[patrick.pelissier@gmail.com: Fwd: Optimizing 1/x]

Tue Sep 13 23:30:42 CEST 2005

Paul Zimmermann wrote:
>    Well, I assume then that the benefits of such a method does *at least* 
>    pay-off. The next question would be how slower is the next fastest 
>    non-patented algorithm compared to HP's? Also, although I'm anything but 
>    a lawyer, I'd be surprised if law forbids using a patented algorithm for 
>    educational/non-profit purposes. So I assume that one could argue that 
>    making patch (with the said HP algorithm) available would benefit many 
>    and the burden of following the patent laws would be on the user, not 
>    the provider of the code.
> 
> Sorry, the HP patent only concerns division (y/x), not inversion (1/x).
> For division, I expect the next fastest non-patented algorithm to be
> about 10% to 20% slower. Also, it will use more memory.
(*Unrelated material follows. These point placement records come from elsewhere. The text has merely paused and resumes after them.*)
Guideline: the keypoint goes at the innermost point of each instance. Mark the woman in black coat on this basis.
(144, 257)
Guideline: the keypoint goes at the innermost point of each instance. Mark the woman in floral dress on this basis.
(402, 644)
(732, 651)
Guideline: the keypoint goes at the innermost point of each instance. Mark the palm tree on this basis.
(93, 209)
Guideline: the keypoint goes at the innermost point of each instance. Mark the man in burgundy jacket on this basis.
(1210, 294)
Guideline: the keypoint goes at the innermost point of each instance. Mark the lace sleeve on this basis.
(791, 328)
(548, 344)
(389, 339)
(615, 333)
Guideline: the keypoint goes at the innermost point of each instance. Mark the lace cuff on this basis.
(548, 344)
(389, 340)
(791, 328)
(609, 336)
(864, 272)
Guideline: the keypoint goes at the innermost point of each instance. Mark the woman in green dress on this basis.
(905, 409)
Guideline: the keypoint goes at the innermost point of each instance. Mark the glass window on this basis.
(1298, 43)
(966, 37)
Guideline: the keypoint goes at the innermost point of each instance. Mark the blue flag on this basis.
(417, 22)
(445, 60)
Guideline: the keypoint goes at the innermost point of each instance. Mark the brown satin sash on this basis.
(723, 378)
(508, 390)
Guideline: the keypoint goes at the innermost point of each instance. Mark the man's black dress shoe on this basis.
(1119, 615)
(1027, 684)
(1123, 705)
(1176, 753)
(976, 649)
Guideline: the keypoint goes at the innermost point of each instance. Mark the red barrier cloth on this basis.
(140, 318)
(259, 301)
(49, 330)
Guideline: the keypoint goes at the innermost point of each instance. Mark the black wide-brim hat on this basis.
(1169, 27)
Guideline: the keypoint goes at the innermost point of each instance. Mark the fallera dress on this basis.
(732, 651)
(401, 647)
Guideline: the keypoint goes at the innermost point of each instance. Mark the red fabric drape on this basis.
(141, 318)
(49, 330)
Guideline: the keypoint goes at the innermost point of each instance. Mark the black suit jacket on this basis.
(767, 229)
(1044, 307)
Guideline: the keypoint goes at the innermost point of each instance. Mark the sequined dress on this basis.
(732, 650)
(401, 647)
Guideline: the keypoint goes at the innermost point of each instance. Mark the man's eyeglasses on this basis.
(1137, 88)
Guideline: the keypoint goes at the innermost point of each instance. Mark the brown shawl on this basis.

Ok, I undertand that it's a division algorithm, but I though you had 
also experimented with inversion, no? If you have, I'm interested in 
knowing if there are substantial speed improvements over the current 
approach of creating an mpn from the the ui value of 1, and then 
dividing it with the divisor. May be even theoretically, you can give me 
some advise as if it is worth implementing an inversion algorithm. I 
expect to find some benefits from such an approach (a specialized path 
for inversion) but in practice there might be some hidden overhead that 
trashes the benefits, that's why I need advice before I dive in.

10-20% is not an astronomical difference. 10-20% variations are not 
unusual between CPU models and optimization parammeters. It's probably 
not even worth chasing a license. But how much more memory? Also 10-20% 
or much more?

> 
>    Have you considered making contributions with your implementation to GMP 
>    or seperate from GMP in form of patches to GMP?
> 
> When it will be finished, I'll submit my implementation to GMP.
> 

Great! Looking forward to it. Let me know if I can contribute with some 
of my idle cycles, mmm, time to the same cause. I can assembly-optimize 
pretty well. I'm actually currently playing with the AMD-64 port of the 
assembly modules. Will post a patch when my efforts start paying off.

>    Out of curiosity, how much faster is the HP algorithm compared to the 
>    current GMP division implementation. I assume it's sub linear (or is it 
>    not?), but in practice is it close to log2(n) + C? Its complexity is 
>    probably a function in the multiplication algorithm's complexity.
> 
>    -Ash
> 
> The current GMP division uses a recursive algorithm for large operands,
> with complexity O(M(n) log(n)), whereas Newton's division has complexity
> O(M(n)), so we can expect a more-than-constant speedup once Newton's division
> is in GMP.
> 

A substantial gain, I'd say. So basically we will be left with the Mul 
complexity, which floats at about (IIRC) O(n^1.125) for numbers with 
larger-than-fft-threshold bits.

> Paul
> 
>